BITCOIN TRADING SIDEWAYS BUT COULD BREAKOUT
The cryptocurrency market has been on a strange track this week, looking at the top cryptocurrency in the market, Bitcoin (BTC) its price has been bouncing around, unable to get higher than its psychological barrier of USD 12,000 but not going below USD 11,000. Today, it would appear that the price is gearing up for a second attempt at $12,000, other coins also continue to rally higher. Bitcoin (BTC) price rose during August 5, moving bullishly from the USD 11,090 to USD 11,784, however it wasn’t all good news as Bitcoin then decided to correct and retrace back to the USD 11,650 area, incidentally for the past couple days. Even today on the 6th the price is currently is back to the USD 11,676 amount after another unsuccessful attempt today to breach and the its price at the USD 12,000 level. Although all things considered it is remarkable that the price has not dropped further pointing to an obviously large support around the USD 11,500-600 range.
Surprisingly after taking into consideration, the August 2nd cryptocurrency market flash crash which saw Bitcoin (along with most other major cryptocurrencies) drop in price by USD 1,500 in minutes and liquidate nearly $1 billion did actually very little to hinder the bullish nature of the market surrounding Bitcoin, and it managed to recoup lost ground pretty quickly, looking to climb back to up USD 12,000 once again.
We at Ladarken have argued the point for quite a while now that due to more promotion in the investment and daily life concerning cryptocurrencies, as well as the big news (twitter hack) has led a large percentage of traditional investors becoming interested in cryptocurrency and accepting that it could be a suitable asset for them to invest into. These investors are also looking for higher yielding assets and these two points has led to a larger group shift into cryptocurrencies as a result.
Consequently, open interest in futures listed on major exchanges reached a new lifetime high of $5.6 billion on August 1.

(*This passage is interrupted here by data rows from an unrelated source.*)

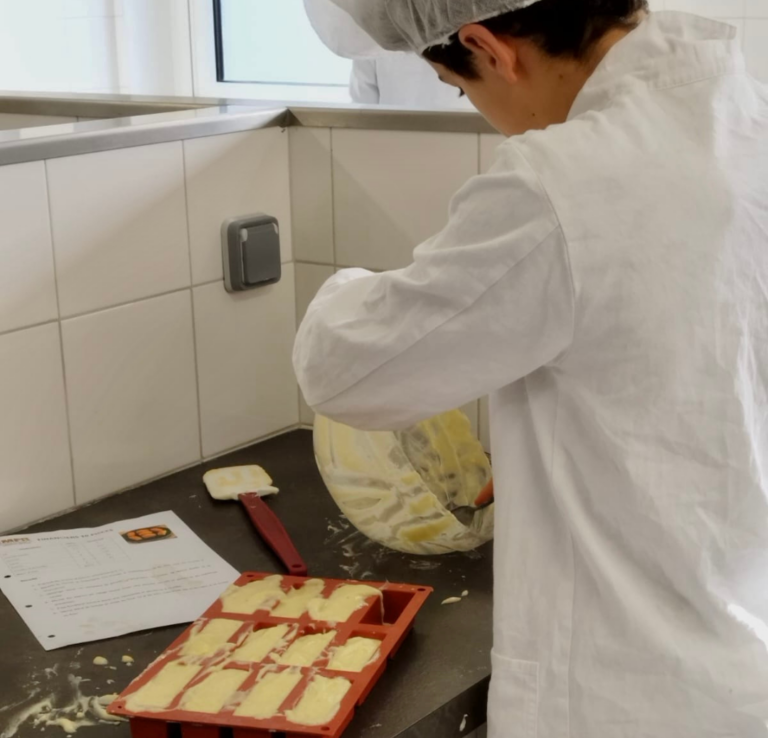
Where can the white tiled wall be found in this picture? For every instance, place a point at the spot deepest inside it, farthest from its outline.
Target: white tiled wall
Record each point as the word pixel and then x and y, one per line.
pixel 749 16
pixel 354 193
pixel 119 361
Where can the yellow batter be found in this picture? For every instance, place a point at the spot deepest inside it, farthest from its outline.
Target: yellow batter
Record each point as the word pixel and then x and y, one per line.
pixel 266 697
pixel 260 595
pixel 159 692
pixel 355 654
pixel 306 650
pixel 399 488
pixel 320 702
pixel 211 638
pixel 262 642
pixel 212 694
pixel 343 603
pixel 295 603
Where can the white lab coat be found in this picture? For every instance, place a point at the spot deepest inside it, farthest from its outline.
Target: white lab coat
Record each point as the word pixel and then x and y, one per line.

Given the increased positive sentiment surrounding cryptocurrencies, the funding rates prior to the crash on August 2nd were at unsustainable levels as the funding rate for Bitcoin was hovering around 0.0721%. Furthermore, the imbalance for ETH was even worse as the funding rate was at 0.21%. However, post sell off, funding rates have stabilized despite still indicating a bullish tilt.

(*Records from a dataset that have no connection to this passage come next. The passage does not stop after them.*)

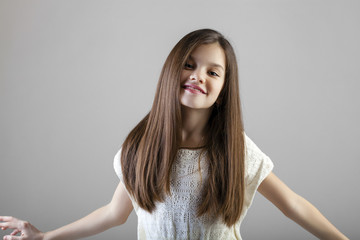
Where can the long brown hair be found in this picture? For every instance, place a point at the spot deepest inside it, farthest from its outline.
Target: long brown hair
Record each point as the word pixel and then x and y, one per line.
pixel 150 149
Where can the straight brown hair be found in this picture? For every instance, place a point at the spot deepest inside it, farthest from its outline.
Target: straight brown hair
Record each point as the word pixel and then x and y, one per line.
pixel 149 150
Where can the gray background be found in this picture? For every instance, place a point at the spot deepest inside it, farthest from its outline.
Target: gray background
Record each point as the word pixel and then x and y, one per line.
pixel 76 76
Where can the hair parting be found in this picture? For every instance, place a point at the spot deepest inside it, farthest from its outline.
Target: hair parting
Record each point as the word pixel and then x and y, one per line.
pixel 150 149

Altcoins currently have also managed to notched notable gains as Bitcoin spent a few days consolidating and a few managed double-digit gains as Bitcoin’s price broke out to USD 11,750.

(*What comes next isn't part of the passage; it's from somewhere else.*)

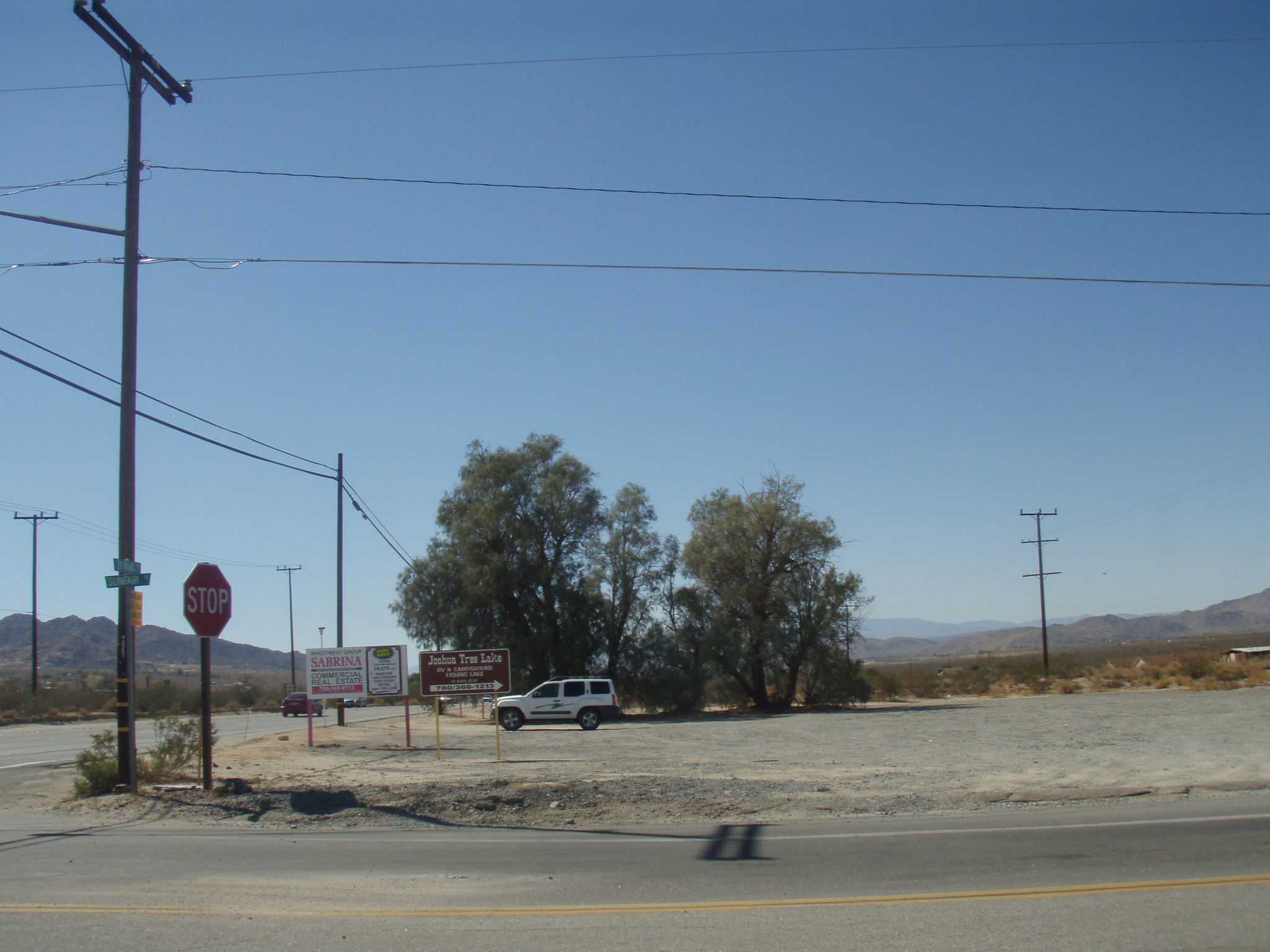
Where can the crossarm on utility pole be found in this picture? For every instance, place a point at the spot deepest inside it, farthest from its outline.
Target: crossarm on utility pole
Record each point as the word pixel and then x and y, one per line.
pixel 46 220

We at Ladarken still believe that Bitcoin is a strong asset in the cryptocurrency market, holding a 61% of the entire cryptocurrency market cap. Considering the above points, it does appear that Bitcoin has enough strength to hold its current position but we will need more time to see if it can surpass the psychological barrier of USD 11,800 and make it to USD 12,000 at which time we are certain that more buyers will enter the market and push Bitcoin to new levels for this year.
ETHEREUM CLASSIC 51% ATTACKED AGAIN
Ethereum classic has yet again become the target and prey of another 51% attack on Thursday morning. This has unfortunately resulted in the reorganized of over 4000 blocks in ethereum classic.
A 51% attack basically means that once the attacker has gained over 51% of the total hashrate on the blockchain, he is able to reorganize the chains on the decentralized network at any time. In other words, they will have gained at least partial control over their target, this time being Ethereum classic. They will be capable in rewriting the chain history or even double-spending.
This time, the attack on ethereum classic was first discovered by crypto exchange Binance which took steps to halt all Ethereum classic payouts for mining also suspending Ethereum classic withdrawals and deposits. The mining pool operator Bitfly also discovered the 51% attack on Ethereum classic.
Following the attack, the developers of Ethereum classic, have since asked the community to look into the confirmation time of any transaction involving Ethereum Classic following the attack.
Additionally following the attack on the network, the Hash rate on the Ethereum Classic network also dropped by around 20 percent since the beginning of the week.
Interestingly, the new attack today followed a similar string of attacks on the Etheruem Classic blockchain between July 29th and August 1st.
It would seem the attacker paid around 17.5 BTC to gain 51 percent hash rate of the blockchain and double-spent over 800,000 ETC, valued around $5.6 million.
The details of the Thursday morning’s attack, however, is not yet known, meaning it is unclear how much the attacker spent and how many cryptos were double-spent. However, the attacker might have received $93,760 from blockchain mining rewards alone, given the $23.44 per block reward for Ethereum Classic mining.
Despite the attacks, the market value of the cryptocurrency did not take any hit as it is being traded sideways without any significant swing showing the strength of the moment of the buyers in the market, supporting the price of all the large cryptocurrencies. Though not skyrocketing like it did in the previous weeks but not collapsing in price either. We at ladarken remain bullish on the top 10 of the current highest by market cap in the crypto-market. We expect the price to continue to trade sideways for the moment before breaking out sooner or later. At least before the end of the year.